听力相关文本如下:
The teacher who falls in love
Francis Fremont Smith is Executive Director at the United Foundation for China’ Health.
Her China story goes back many years, to the time US President Nixon made his historic visit in 1972. Inspired by the future relationship she could see between both countries Fran decided to study Chinese. Starting first at the Connecticut College on Chinese and Asian Studies she moved to Hong Kong in 1978 on a Yale China Program to study at the Chinese University of Hong Kong.
She came to China, walking across the border at Lo Wu – there were no through trains and also no Shenzhen like we know today! Her travels took her up to Hangzhou, Beijing and on to Changchun where she taught English. After two years Fran moved down to Beijing, where she worked at the Academy for Agricultural Mechanization Sciences. She also worked part time at a branch college of then Foreign Languages Institute. It was then that life for Fran really changed – she met her husband there! A Chinese national, he was teaching English at the school.
Their relationship – one of the earliest Chinese-foreign marriages of that period. As this was a time when there were very few westerners living and working in China, there were problems and challenges on both sides, which they successfully overcame.

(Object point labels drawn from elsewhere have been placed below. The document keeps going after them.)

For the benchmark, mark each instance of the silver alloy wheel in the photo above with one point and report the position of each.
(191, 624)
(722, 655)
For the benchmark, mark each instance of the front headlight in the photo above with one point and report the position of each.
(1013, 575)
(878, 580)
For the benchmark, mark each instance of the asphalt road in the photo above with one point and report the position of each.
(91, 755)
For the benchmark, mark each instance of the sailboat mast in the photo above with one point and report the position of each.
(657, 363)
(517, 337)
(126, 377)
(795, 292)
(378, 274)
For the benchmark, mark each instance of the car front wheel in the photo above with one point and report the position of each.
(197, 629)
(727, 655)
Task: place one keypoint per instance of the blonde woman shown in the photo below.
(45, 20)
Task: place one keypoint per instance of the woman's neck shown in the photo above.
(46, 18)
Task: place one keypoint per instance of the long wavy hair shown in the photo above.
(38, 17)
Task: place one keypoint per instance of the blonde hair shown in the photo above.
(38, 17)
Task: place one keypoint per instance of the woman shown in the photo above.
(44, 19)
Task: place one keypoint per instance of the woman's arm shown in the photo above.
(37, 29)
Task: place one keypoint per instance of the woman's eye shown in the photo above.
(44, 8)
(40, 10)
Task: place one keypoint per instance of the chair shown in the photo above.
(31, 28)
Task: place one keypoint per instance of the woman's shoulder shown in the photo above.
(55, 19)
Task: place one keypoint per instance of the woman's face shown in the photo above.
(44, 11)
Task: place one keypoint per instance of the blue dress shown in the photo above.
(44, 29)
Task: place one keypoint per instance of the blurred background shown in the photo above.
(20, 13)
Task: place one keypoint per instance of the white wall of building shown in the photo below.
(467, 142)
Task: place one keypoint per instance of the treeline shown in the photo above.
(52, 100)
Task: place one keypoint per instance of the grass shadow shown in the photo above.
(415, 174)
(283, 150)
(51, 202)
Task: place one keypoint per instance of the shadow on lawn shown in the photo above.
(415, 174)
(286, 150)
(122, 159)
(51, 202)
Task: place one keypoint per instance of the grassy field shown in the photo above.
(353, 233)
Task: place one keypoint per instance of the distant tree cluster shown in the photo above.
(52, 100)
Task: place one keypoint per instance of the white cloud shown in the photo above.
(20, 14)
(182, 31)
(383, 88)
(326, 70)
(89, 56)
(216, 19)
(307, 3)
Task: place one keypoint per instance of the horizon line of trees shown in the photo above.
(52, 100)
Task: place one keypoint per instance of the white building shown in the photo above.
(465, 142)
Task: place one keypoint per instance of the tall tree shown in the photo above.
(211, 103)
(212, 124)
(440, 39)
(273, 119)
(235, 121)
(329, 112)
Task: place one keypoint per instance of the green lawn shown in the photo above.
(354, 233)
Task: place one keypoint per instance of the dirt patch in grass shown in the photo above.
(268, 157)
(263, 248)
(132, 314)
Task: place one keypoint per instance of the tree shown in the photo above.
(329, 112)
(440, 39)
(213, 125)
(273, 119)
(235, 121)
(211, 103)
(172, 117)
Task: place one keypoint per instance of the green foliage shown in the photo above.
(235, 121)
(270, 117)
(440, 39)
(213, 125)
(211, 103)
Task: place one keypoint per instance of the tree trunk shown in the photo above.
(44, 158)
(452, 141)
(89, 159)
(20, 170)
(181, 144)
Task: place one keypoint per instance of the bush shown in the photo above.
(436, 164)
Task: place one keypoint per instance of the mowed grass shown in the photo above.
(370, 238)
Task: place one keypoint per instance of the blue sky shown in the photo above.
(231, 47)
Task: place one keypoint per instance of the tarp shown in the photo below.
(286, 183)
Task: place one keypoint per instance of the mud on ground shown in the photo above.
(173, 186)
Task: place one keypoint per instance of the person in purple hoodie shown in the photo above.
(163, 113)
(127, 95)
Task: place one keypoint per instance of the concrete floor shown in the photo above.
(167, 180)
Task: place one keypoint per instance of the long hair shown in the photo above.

Their marriage was documented by the National Geographic in one of their TV series called ‘Four Americans in China’. Fran’s programme was a love story, ‘The Teacher who falls in Love’! She had found two loves – her husband and China!
Track one
I really wanted to work with younger kids
I was able to get a job teaching at a high school to college
Out at Baidaizi
I was teaching extra-curricular activities at that school
That’s the link – your husband was a teacher
He is from Harbin – at that point he was a teacher at the same school
We were both in the English Department together
I am looking at the photograph of the two of you
Was that a wedding photograph – that is our wedding photograph?
January 1982
Dressed in our ‘Mao jackets’ with our red roses
So different to the wedding photographs you see now all around Beijing
Definitely simpler times
I do not think our wedding cost us all that much money
We had to wrap up candy to give to friends and family
We had more of a civil ceremony in those days
It was quite an operation to get permission to get married in those days
Was it difficult having a relationship – going out together?
As foreigner with Chinese
Technically that answer is Yes
Needless to say we would draw a lot of attention
One of our first dates was out to the Summer Palace
People would see us together and obviously follow us and wonder what was going on
I had a mutual colleague who was gay
He also needed some cover so everybody thought he and I were boyfriend and girlfriend
So he was going off with his friends and I was getting to know my husband, my fiancé, a little better
Questions
1. What was Fran doing in her early days in Beijing?
2. Which department was her future husband in?
3. When did they marry?
4. What did they give as wedding gifts to friends?
5. What was difficult at first in the relationship?
Track two
How did his parents react to you marrying him, a Chinese?
He was brought up with his aunt and grandparents and his older sister
His parents and older siblings were still in Harbin
His parents did not have any issue but his aunt was a little bit hard
She was very traditional and he would marry a Chinese wife who would take care of her
When I was living in Guangzhou - people said it was very difficult for a foreigner to marry a Chinese girl
The ancestors – continuing the family line – which would be broken of it were a Chinese and foreigner
We never really had any issue of that discussion
Considering this was new for his family they pretty much welcomed me with open arms
The interesting thing about the process was that the Chinese insisted I had never been married before
I had to do that – to get a certificate through the British Embassy to say I had never been married
Those days none of the embassies had that much experience with this
There was no form to fill out at the embassy
So my family in America had to go through the State Department in the State of Massachusetts
To prove I had never been married in the State of Massachusetts
Get the red stamp from the official government staff
Then we had to have all of this translated and notarised and approved by the Chinese government
Before they would allow us to get officially married
Questions
1. Why was her husband’s aunt a bit hard about the marriage?
2. What would people in southern China think?
3. What about his family in Harbin?
4. What did Fran have to prove?
5. Where did she get the certificate from?